Update (5/21/21): Jackson also received the Agnes Archer Warren Award, given annually by the Philosophy Department. The award, established in honor of the wife of Dr. W. Preston Warren, professor of philosophy, emeritus, consists of selected books awarded to a student in the College of Arts and Sciences for a written work demonstrating well-informed use of a range of sources in several disciplines.

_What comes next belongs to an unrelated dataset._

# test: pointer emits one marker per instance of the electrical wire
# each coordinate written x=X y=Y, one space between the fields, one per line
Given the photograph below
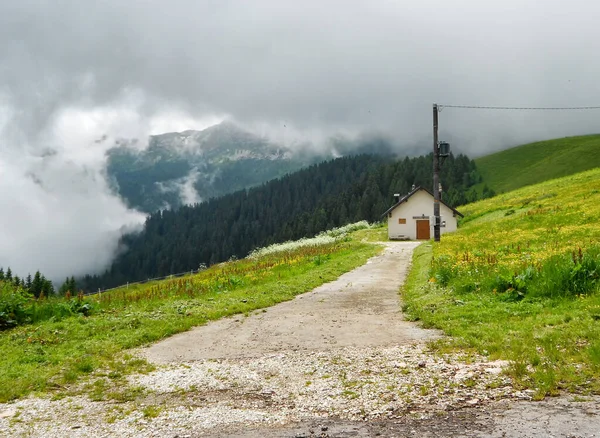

Congratulations to Philosophy and Political Science double-major Jackson Ingram, who recently (successfully!) defended his honors thesis “Immigration Enforcement and Electronic Monitoring: Reification Within a Racialized State Apparatus”. This culminates four years of interdisciplinary research with his Presidential Fellows Mentor Vanessa Massaro from Geography and work in Philosophy (stemming in particular from Adam Burgos’s Philosophy and Race course). Here is the abstract of his thesis and a photo from the defense:
The enforcement of immigration policy in the United States has become an increasingly important issue over the past several decades. Predominant methods of enforcement have been criticized as costly, inhumane, and inefficient. The use of electronic monitoring devices, commonly known as ankle monitors (or similar technology) has been proposed as a means of alleviating the problems of physical detention without sacrificing border security. However, given the harmful convergence of discourses of racialization, criminality, and immigration, I argue that we must critically examine the subtle ways in which the use of electronic monitoring devices may contribute to unethical enforcement practices. Particularly, I caution that affixing an electronic monitoring device — a physical representation of otherness and criminality — to the (likely non-white) bodies of immigrants, contributes to the propagation of racist, xenophobic, and nativist fearmongering. I, with the support of the Bucknell Survey Center, conducted a survey of a representative sample of 1200 respondents in order to support this claim. The survey gauged respondents’ views on electronic monitoring and immigration, and provided results which empiricize my analysis of the condition of immigration enforcement in the United States and the consequences for dignity of the proliferation of electronic monitoring.